CROTON-ON-HUDSON, N.Y. -- Croton Village Trustees intend to adopt a local law that would give the board permission to override the state's 2 percent tax cap.
Croton Village Trustees call the move an "insurance policy."
"We have every intention of coming in under the 2 percent levy cap," said Mayor Leo Wiegman. A tax levy is all government revenue raised through real property taxes.
In order to adopt the local law necessary to allow the possible override, the village must hold a public hearing before trustees vote on the provision. The public hearing is currently scheduled for 8 p.m., Jan. 22.
Village residents still have months to wait before they'll know any details about the village budget. The Croton Village manager's budget is not usually introduced until the third week in March.

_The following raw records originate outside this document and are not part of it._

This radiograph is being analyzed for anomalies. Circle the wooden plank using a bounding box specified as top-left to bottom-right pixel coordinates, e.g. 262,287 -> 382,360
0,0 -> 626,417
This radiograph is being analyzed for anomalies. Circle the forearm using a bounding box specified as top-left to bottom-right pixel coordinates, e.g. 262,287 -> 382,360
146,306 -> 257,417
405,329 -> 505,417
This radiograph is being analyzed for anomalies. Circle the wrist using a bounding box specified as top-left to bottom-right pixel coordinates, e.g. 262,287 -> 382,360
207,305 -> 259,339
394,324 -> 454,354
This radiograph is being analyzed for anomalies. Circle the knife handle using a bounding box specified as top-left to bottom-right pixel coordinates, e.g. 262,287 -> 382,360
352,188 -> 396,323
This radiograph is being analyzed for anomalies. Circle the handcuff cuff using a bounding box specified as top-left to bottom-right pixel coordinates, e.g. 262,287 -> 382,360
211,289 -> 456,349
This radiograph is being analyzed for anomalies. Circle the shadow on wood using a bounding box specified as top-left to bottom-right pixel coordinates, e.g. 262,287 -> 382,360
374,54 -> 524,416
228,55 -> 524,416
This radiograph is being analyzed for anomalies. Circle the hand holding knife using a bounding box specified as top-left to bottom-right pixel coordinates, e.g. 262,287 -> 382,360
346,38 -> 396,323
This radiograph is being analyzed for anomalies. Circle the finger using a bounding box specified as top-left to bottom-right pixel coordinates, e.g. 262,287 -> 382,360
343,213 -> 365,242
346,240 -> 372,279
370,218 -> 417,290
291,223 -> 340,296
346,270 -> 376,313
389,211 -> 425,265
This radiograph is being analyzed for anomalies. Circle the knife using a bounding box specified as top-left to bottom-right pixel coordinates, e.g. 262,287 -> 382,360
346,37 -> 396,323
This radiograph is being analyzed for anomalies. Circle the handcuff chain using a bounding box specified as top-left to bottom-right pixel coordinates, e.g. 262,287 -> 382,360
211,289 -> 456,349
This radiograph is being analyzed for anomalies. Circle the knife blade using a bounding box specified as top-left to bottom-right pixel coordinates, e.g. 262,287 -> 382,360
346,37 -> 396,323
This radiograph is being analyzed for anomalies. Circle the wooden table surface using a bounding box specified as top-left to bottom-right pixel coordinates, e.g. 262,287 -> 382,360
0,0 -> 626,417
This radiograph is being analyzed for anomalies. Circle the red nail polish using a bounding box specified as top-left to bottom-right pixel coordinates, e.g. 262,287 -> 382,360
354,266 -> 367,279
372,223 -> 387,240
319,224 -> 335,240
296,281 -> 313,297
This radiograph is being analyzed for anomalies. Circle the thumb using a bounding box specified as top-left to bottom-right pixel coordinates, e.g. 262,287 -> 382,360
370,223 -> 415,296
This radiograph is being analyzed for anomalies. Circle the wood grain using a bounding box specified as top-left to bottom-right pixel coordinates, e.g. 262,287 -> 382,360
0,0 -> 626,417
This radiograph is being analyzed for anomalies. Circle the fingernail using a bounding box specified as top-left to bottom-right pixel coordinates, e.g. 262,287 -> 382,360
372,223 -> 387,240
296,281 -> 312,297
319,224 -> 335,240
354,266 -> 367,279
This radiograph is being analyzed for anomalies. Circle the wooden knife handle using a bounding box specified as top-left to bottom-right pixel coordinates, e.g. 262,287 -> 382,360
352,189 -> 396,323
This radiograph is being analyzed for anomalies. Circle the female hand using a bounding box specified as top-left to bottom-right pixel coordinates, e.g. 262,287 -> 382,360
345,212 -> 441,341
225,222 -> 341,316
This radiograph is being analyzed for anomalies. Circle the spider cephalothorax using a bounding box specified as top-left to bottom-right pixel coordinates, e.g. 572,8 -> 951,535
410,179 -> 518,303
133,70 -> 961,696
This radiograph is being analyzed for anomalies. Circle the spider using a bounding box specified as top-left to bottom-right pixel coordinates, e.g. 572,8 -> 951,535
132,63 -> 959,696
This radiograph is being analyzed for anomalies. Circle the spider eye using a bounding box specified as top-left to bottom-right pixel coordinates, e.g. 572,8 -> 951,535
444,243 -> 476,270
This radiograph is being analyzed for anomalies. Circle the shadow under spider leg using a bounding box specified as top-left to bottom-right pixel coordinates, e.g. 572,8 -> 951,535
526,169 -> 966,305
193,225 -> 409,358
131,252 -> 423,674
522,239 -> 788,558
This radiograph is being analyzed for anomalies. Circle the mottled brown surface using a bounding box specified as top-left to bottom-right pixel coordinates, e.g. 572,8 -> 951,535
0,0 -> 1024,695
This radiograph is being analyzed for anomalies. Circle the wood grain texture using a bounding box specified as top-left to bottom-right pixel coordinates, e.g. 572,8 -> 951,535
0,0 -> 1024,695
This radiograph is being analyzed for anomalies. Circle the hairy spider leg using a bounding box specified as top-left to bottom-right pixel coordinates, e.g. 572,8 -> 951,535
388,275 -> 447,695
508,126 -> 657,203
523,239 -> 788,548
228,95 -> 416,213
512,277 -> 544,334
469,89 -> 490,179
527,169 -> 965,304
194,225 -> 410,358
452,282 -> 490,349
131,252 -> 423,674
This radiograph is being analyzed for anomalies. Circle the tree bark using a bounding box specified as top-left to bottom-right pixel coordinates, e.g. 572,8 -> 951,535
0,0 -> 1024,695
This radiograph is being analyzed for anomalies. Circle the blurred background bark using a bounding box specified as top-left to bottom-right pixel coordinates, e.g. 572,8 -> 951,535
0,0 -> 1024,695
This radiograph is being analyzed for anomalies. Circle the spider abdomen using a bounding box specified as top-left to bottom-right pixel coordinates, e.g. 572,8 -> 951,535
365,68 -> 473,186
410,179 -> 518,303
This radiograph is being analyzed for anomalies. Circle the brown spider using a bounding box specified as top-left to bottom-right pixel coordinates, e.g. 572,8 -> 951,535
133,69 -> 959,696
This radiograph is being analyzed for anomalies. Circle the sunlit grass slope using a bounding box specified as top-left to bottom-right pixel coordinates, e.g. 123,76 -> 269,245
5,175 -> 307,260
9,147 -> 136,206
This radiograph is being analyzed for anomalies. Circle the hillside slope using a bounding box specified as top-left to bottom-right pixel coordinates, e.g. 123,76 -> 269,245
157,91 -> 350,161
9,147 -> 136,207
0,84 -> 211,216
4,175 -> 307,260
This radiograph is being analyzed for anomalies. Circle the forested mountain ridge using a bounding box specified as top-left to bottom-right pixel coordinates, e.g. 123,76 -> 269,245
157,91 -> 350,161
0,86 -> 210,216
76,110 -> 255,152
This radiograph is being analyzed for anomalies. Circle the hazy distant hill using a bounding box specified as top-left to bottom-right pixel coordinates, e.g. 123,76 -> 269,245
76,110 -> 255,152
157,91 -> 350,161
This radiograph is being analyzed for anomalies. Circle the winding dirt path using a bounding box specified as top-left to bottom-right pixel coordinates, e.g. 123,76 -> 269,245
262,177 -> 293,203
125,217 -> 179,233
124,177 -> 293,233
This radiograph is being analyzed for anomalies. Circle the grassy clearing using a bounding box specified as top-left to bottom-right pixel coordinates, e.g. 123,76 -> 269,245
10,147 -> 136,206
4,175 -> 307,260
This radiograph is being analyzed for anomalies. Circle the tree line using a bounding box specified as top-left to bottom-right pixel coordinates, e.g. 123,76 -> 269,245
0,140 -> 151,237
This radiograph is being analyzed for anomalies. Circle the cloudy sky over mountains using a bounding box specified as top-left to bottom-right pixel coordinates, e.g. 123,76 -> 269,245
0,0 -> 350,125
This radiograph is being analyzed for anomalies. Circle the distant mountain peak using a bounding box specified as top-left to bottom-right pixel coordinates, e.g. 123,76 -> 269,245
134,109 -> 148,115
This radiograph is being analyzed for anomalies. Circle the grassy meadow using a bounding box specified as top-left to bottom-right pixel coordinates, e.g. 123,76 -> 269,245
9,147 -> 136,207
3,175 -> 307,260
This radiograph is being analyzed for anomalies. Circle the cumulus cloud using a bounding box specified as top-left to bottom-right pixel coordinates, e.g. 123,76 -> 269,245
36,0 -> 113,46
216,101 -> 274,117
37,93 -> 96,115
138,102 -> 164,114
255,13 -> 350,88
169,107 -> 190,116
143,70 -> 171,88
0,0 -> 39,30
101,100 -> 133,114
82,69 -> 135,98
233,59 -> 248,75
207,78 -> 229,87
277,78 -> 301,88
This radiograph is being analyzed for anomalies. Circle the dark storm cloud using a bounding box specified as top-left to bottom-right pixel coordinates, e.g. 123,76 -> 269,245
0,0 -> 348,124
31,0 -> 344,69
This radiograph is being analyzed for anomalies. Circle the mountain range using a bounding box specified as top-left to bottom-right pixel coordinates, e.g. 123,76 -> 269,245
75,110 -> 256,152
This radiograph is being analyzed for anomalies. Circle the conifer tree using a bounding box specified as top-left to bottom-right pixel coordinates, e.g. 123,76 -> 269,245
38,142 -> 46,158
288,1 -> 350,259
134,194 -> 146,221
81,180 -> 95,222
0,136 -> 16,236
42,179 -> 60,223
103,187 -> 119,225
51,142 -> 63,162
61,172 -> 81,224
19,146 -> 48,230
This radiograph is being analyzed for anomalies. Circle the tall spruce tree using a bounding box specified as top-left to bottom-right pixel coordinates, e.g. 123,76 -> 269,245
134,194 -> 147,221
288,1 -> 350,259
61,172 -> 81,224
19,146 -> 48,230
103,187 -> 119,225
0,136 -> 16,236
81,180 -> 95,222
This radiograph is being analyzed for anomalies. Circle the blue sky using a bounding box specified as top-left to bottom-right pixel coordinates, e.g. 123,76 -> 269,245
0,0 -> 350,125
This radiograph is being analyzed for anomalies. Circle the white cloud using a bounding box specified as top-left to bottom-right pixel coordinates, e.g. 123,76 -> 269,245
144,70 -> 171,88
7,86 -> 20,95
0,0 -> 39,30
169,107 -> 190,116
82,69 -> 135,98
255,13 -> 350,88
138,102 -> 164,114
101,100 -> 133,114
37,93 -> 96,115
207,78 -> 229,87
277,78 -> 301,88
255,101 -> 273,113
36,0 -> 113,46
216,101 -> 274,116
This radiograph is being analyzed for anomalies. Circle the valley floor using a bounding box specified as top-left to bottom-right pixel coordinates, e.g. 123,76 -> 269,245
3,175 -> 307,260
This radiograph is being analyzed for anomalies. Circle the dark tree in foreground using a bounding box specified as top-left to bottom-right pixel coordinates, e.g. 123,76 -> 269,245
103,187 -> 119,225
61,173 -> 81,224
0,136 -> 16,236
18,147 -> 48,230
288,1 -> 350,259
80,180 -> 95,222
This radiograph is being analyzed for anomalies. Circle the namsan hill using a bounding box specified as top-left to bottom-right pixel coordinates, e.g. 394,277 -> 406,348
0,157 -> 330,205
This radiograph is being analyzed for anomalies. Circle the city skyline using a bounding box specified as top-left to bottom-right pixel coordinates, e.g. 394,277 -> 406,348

The finalized budget does not need to be adopted until the last day in April, according to state law.
If the village did not pass the local law and inadvertently overrode the tax cap, the village would have to put money in excess of the annual levy cap into a reserve fund to offset the following year's tax levy. This was described as a "fine" by Croton Village trustees during the Monday evening board meeting, Jan. 7.
"It's the prudent thing for towns and villages to do, in as much as if you end up at the last minute exceeding the 2 percent tax cap on the tax levy, then there's monetary penalty that's imposed on that municipality the following year," said Trustee Ann Gallelli.
Although the state has advertised the cap as "2 percent," individual municipalities go through calculations that make each tax levy cap individual to the district.
For example, after using the state's complex formula to calculate the 2013 tax levy cap, Croton-Harmon School District cap is around 3.1 percent. The district is still waiting on some figures from the state to finalize the number.
The Town of Cortlandt did not override the tax levy cap in its 2013 fiscal year budget.